At present, -O2 is nearly indistinguishable from -O.
GHCi cannot optimise interpreted code, so when using GHCi, compile critical modules using -O or -O2, then load them into GHCi.
The first thing to do is measure the performance of your program, and find out whether all the time is being spent in the garbage collector or not. Run your program with the +RTS -sstderr option:
$ ./clausify 20 +RTS -sstderr 42,764,972 bytes allocated in the heap 6,915,348 bytes copied during GC (scavenged) 360,448 bytes copied during GC (not scavenged) 36,616 bytes maximum residency (7 sample(s))
81 collections in generation 0 ( 0.07s) 7 collections in generation 1 ( 0.00s)
2 Mb total memory in use
INIT time 0.00s ( 0.00s elapsed) MUT time 0.65s ( 0.94s elapsed) GC time 0.07s ( 0.06s elapsed) EXIT time 0.00s ( 0.00s elapsed) Total time 0.72s ( 1.00s elapsed)

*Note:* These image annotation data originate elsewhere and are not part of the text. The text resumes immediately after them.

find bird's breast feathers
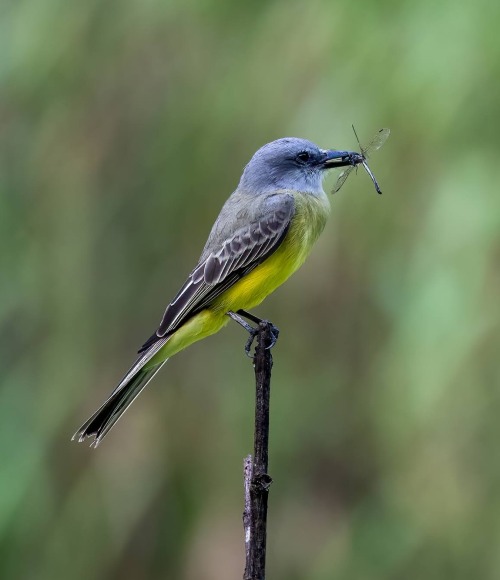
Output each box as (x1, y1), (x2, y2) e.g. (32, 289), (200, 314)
(211, 193), (330, 312)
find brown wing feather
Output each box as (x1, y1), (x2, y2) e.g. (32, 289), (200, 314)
(139, 193), (295, 352)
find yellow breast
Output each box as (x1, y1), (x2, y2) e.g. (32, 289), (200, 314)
(210, 193), (330, 313)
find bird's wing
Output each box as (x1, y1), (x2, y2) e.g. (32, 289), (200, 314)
(139, 193), (295, 352)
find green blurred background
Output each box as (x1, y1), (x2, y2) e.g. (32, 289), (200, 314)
(0, 0), (500, 580)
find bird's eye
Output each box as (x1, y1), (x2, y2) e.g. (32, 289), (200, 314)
(297, 151), (310, 163)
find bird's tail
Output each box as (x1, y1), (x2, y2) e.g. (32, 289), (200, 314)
(72, 357), (167, 447)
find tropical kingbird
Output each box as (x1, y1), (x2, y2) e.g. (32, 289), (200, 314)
(73, 137), (364, 446)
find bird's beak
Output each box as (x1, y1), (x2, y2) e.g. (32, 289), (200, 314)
(321, 149), (364, 169)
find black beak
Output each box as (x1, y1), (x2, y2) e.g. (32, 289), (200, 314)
(321, 149), (365, 169)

%GC time 9.7% (6.0% elapsed)
Alloc rate 65,792,264 bytes per MUT second
Productivity 90.3% of total user, 65.1% of total elapsed
This tells you how much time is being spent running the program itself (MUT time), and how much time spent in the garbage collector (GC time).
If you can't reduce the GC cost any further, then using more memory by tweaking the GC options will probably help. For example, increasing the default heap size with +RTS -H128m will reduce the number of GCs.
If your program isn't doing too much GC, then you should proceed to time and allocation profiling to see where the big hitters are.